Plus qu'une simple soif

Un charpentier qui travaille en plein soleil a évidemment plus de risques qu’un travailleur se trouvant dans une installation climatisée. Dans ces conditions, le corps évacue d'énormes quantités de liquide pour tenter de se refroidir.


Si l'employeur ne garantit pas un accès facile et immédiat à l'eau, le travailleur risque la déshydratation, ce qui mène rapidement à une baisse de vigilance, à des étourdissements et dans les cas graves, à un coup de chaleur qui peut être mortel.


La responsabilité de l’employeur

En tout temps, l’employeur a la responsabilité de fournir un environnement sécuritaire. Lorsque la température est élevée, ses obligations concernant l'eau sont claires :


  1. Fournir de l'eau fraîche en quantité suffisante L'eau doit être disponible gratuitement pour tous les travailleurs sur le site.

  2. Assurer l'accessibilité Il ne suffit pas d'avoir un pichet à l'autre bout du chantier. L'eau doit être à proximité immédiate des zones de travail pour que le charpentier n'ait pas à interrompre sa tâche de façon prolongée pour s'hydrater.

  3. Encourager la consommation L'employeur doit s'assurer que les travailleurs s’hydratent régulièrement.


Quelle quantité boire?

Voici le barème conseillé selon la température de l'air corrigée. Qu’est-ce que c’est cette température? En gros, plus que le taux d’humidité est élevé, ainsi que votre niveau d’exposition au soleil, plus que vous devez ajouter des degrés à la température indiquée au thermomètre.

Le niveau d’intensité d’effort physique du travail, ainsi que le type de vos vêtements ont également un impact à la hausse sur la température réelle.


  • En dessous de 39,5 °C : Un verre d’eau (250 ml) toutes les 20 minutes.

  • Entre 39,5 et 41,7 °C : Un verre d’eau toutes les 15 minutes.

  • Plus de 41,7 °C : Un verre d’eau toutes les 10 minutes.



Note : Il ne faut jamais dépasser 1,5 litre d'eau par heure.


Les autres mesures

Bien que l'eau soit le meilleur allié pour faire face à la chaleur, l'employeur doit aussi :

  • Aménager des zones d'ombre ou des endroits frais pour les pauses.

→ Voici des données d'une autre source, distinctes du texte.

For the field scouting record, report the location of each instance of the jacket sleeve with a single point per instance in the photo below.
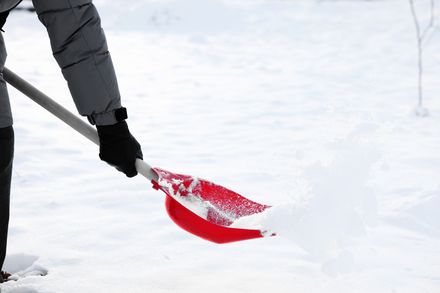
(80, 48)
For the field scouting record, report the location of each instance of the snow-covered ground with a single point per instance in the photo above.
(303, 105)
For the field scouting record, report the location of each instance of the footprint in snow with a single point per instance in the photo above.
(21, 266)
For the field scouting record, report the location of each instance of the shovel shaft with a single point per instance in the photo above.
(65, 115)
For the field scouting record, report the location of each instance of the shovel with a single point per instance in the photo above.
(198, 206)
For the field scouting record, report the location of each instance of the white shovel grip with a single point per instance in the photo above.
(65, 115)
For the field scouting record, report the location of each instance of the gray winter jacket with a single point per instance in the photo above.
(80, 48)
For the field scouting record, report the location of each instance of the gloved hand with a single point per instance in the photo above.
(119, 148)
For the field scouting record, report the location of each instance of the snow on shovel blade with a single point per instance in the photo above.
(206, 209)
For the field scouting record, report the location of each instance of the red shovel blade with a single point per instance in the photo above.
(206, 209)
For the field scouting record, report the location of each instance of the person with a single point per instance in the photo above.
(79, 46)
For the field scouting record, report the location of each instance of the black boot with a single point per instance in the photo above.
(6, 157)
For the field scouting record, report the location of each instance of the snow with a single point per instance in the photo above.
(308, 106)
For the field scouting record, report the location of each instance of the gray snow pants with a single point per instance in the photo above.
(80, 48)
(6, 156)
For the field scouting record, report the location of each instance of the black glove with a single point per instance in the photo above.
(119, 148)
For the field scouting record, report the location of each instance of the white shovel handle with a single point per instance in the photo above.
(65, 115)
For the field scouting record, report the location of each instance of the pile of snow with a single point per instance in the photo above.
(306, 106)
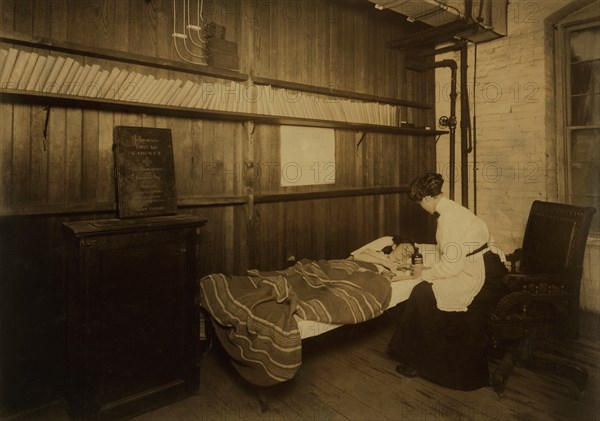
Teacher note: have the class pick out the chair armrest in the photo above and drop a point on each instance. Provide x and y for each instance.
(513, 258)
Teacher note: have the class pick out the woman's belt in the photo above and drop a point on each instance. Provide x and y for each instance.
(478, 250)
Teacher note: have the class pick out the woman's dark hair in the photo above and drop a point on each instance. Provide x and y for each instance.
(429, 184)
(397, 240)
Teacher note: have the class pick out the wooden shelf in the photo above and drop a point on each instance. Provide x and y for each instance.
(49, 99)
(220, 73)
(131, 58)
(191, 202)
(339, 93)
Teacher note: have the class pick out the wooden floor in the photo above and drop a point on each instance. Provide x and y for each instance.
(347, 375)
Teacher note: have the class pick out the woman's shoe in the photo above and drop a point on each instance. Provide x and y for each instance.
(406, 371)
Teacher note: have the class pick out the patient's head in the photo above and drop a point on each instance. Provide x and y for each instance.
(402, 249)
(429, 184)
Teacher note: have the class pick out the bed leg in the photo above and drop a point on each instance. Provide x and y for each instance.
(263, 400)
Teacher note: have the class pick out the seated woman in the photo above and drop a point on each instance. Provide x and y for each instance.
(392, 253)
(439, 334)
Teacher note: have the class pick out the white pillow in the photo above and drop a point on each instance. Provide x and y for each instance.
(376, 245)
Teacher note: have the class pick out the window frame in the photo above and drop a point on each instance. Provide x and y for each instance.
(565, 130)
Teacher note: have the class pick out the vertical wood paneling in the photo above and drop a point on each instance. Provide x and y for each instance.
(324, 43)
(105, 191)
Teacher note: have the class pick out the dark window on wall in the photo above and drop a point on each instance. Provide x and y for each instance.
(581, 64)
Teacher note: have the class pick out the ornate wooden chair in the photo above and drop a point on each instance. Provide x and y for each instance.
(542, 299)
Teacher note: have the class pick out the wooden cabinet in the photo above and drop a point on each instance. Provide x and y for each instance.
(132, 313)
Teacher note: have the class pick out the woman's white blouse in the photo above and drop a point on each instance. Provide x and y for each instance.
(456, 278)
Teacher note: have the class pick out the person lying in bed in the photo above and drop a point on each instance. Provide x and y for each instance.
(393, 253)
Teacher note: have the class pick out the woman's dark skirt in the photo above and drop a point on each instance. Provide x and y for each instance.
(448, 348)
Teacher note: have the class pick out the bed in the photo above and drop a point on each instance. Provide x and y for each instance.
(261, 318)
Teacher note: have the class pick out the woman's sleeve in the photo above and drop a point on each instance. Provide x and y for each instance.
(460, 239)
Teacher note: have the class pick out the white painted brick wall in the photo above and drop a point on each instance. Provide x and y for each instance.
(516, 129)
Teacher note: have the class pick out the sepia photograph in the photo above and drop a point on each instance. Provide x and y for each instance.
(311, 210)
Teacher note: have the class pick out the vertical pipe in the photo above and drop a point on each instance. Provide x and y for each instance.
(452, 128)
(464, 127)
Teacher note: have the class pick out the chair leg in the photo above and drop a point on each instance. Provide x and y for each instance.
(263, 399)
(502, 373)
(544, 362)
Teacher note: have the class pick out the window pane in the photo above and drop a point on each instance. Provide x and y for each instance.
(585, 44)
(585, 77)
(585, 110)
(585, 170)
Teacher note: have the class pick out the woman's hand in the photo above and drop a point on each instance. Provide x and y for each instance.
(416, 270)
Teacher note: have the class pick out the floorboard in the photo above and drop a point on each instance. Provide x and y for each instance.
(347, 375)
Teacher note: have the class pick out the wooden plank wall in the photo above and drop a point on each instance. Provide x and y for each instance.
(68, 176)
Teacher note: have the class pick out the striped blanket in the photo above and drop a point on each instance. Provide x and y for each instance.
(253, 315)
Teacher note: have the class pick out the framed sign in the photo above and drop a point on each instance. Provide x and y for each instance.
(145, 171)
(307, 155)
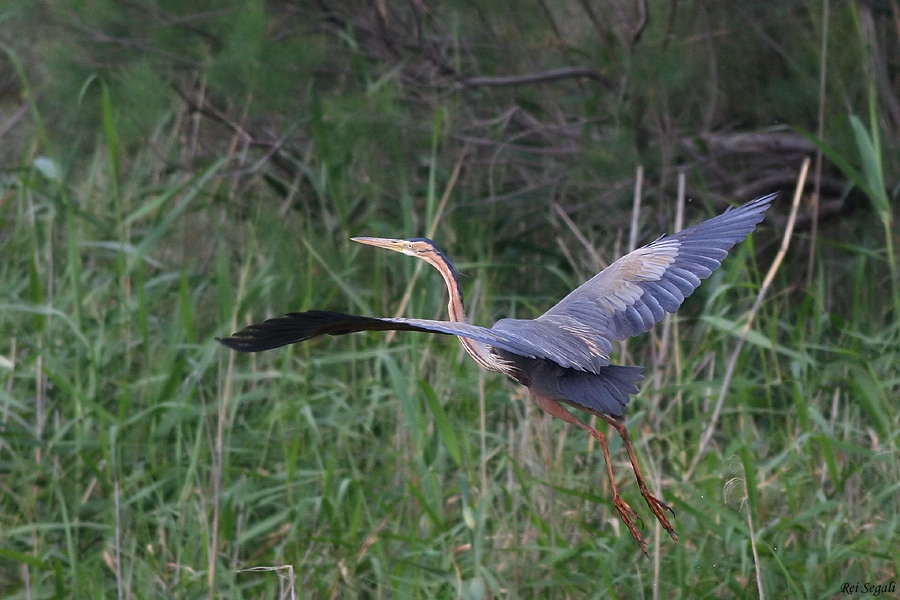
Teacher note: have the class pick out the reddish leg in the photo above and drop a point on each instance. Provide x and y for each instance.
(656, 505)
(625, 511)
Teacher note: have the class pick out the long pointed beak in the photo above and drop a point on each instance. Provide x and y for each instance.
(387, 243)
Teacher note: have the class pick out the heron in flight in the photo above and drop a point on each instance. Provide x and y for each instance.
(563, 356)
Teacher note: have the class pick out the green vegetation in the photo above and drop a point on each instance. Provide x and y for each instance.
(174, 170)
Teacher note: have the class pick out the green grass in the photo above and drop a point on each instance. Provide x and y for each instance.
(141, 459)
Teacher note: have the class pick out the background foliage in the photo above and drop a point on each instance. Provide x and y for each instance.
(174, 170)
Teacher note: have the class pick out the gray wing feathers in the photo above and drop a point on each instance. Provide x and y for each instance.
(637, 290)
(608, 391)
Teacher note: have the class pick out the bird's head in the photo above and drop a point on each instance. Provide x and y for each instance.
(420, 248)
(413, 247)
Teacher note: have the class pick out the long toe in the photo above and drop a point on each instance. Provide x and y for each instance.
(659, 509)
(628, 516)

  • Ajuster le rythme de travail (pauses plus fréquentes selon la chaleur).

  • Porter une attention particulière aux travailleurs qui ne sont pas habitués au climat (nouveaux employés ou retour de vacances).


On s'hydrate en masse!

Sur le chantier, on est fier de notre endurance. Mais quand la chaleur arrive et que vous ressentez une fatigue inhabituelle, des maux de tête ou des frissons, ne vous posez pas la question et arrêtez-vous immédiatement.


Employeurs : Rendre l'eau accessible c'est obligatoire et c'est vital.